Army Ranger candidates Lt. Shaye Haver and Cpt. Kristen Griest want to see more women in combat units and prove that they can keep up. (AP)

— The first female graduates of the Army’s Ranger School offered their initial public comments Thursday on their experiences breaking through that gender barrier, citing a mix of elation and exhaustion after an ordeal that one described as “the hardest days of my life.”

But even as the two prepared to receive the Army’s prestigious Ranger tab, leaders of the elite training program sought to quell a quiet backlash among alumni and veterans convinced that the women were given unique breaks.

Kristen Griest, 26, and Shaye Haver, 25, took questions for about an hour from reporters at Fort Benning after enduring four months of training that involved parachuting, mountaineering and grueling tests of physical endurance.
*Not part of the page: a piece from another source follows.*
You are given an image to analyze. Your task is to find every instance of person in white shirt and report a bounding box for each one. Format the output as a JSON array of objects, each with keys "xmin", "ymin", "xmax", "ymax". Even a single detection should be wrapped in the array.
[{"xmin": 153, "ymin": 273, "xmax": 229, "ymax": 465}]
Both said they had doubts that they could graduate, and felt pressure to prove to their male counterparts that they could perform.

“I think I had like three of the hardest days of my life each week at Ranger School,” Griest said. “Every day I was like, ‘No, this is the hardest day of my life.’ ”

Griest, who will be officially promoted to captain on Friday, is a 2011 graduate of the U.S. Military Academy at West Point, N.Y., and a military police officer. Haver, a first lieutenant, is a 2013 graduate of West Point and an Apache helicopter pilot.

Haver, a soccer star in high school in Texas, said the women were separated during Ranger training and did not turn to each other for support. She described her pursuit of the Ranger designation as a personal challenge, but said she also knew there were broader implications.

“I was thinking of future generations of women, so I had that pressure on myself,” she said. “Other than that, it was just not letting people down, the people who were supporting me.”

The women were among 20 female soldiers who qualified to take the first gender-integrated Ranger School course beginning April 20, and the only ones so far to reach the finish line, although a third is still eligible.

Both failed the difficult first phase of the course twice but were allowed to start over — a so-called “Day 1 recycle” — in an unusual accommodation that has prompted sniping online from critics who claim the women received special consideration that men rarely get.

The persistent strain of criticism, which began after women were admitted to the Ranger School but intensified as it became clear that at least two would finish, led leaders of the program to take the unusual step of issuing a defiant response on a Ranger-affiliated Facebook page.

The commanding officer at Fort Benning, Maj. Gen. A. Scott Miller, denied that he had granted any favors to the women or otherwise sought to influence the outcome. Instead, he cited the female soldiers’ success as proof that women can compete even in the military’s most arduous settings.

“I think we’ve shown that it’s not exclusively a male domain here,” said Miller, who served in the elite 75th Ranger Regiment.

Among the rumors faced by leaders of the Ranger School this week were that the students in the latest course had been given more sleep than usual, that President Obama planned to attend Friday’s graduation ceremony and that Miller had accompanied the candidates on training patrols.

All were cited on social media and in blogs as evidence that instructors were under pressure to ensure that the women passed. But officials said the claims were wrong.

“We’ve shown that two women can make it through,” Miller said, acknowledging that the decision to admit women sparked controversy and led to heightened scrutiny of the latest iteration of the Ranger course.

“This was an emotional event,” Miller said. “And when you have an emotional event, sometimes it brings out the best and sometimes it brings out the worst in us.”

The stakes go beyond the reaction within the Army’s Ranger community. The decision to admit women was part of a broader effort to evaluate female soldiers’ abilities as the various armed services are pushed by Pentagon leaders to allow women to serve in combat units and roles.

In a measure of the exasperation among leaders of the program, Maj. Jim Hathaway, the No. 2 officer in the brigade overseeing Ranger School, wrote a lengthy post on Facebook on Wednesday saying he suspects some graduates will never accept the women.

“We could have invited each of you to guest walk the entire course, and you would still not believe,” he wrote. “We could have video recorded every patrol and you would still say that we ‘gave’ it away. Nothing we say will change your opinion.”

Haver said that she and Griest came to Ranger School aware of “the haters and the naysayers,” but hoped that “we were kind of winning hearts and minds as we went.”

“That was more important to us — being good teammates with our Ranger buddies that we’re graduating with tomorrow — than making a statement,” Haver said.